Modelling fertility in rural South Africa, Rob Eyre

Individuals living within the study area of the Agincourt HDSS. Image by A Khosa, courtesy of
Individuals living within the study area of the Agincourt HDSS. Image by A Khosa, courtesy of

One of our data scientists Rob Eyre recently published a paper in Emerging Themes in Epidemiology on modelling fertility in a poor rural region of South Africa using an innovative non-linear approach (the full paper can be found here).

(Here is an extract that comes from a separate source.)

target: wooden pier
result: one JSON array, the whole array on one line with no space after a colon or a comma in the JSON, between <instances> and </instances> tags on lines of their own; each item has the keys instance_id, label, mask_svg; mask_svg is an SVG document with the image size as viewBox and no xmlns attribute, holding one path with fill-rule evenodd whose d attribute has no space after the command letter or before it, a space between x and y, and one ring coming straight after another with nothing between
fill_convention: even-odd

A common issue throughout much of quantitative Public Health research is the application of a range of standardised statistical methods even when such methods are not appropriate. Such standard methods often assume the relationships being modelled to be linear, despite this assumption often being unjustified. One such area where this is the case is in the modelling of how fertility changes over different socio-economic characteristics such as age, education, and social status.

A core aspect of the work we do here at Spectra Analytics involves using more modern, sophisticated, and well-thought-out methods that provide better results to our clients. In line with this, Rob’s research used an innovative combination of a non-linear parametric model of fertility over age, with the use of the highly flexible semi-parametric machine learning method of Gaussian process regression to bring in further variables such as socio-economic status for which no established fertility pattern model exists.

Rob and his research colleagues – Thomas House of the University of Manchester, F. Xavier Gómez-Olivé of the Agincourt research unit in South Africa, and Frances Griffiths of the University of Warwick – successfully applied this method to data from the Agincourt Health and Socio-Demographic Surveillance System (HDSS), run by the Medical Research Council/University of the Witwatersrand Rural Public Health and Health Transitions (Agincourt) Research Unit. This is an annual census performed in a poor rural region of South Africa, collecting information on births, deaths, migration, and many different health aspects. The results of this analysis provided more robust and reliable estimates of the fertility patterns within the Agincourt study area that are free from unjustified assumptions of linearity.

The researchers hope this work will encourage others working in fertility modelling to look beyond standard methodology and be more thoughtful about what methods they use and the assumptions they make when using these methods.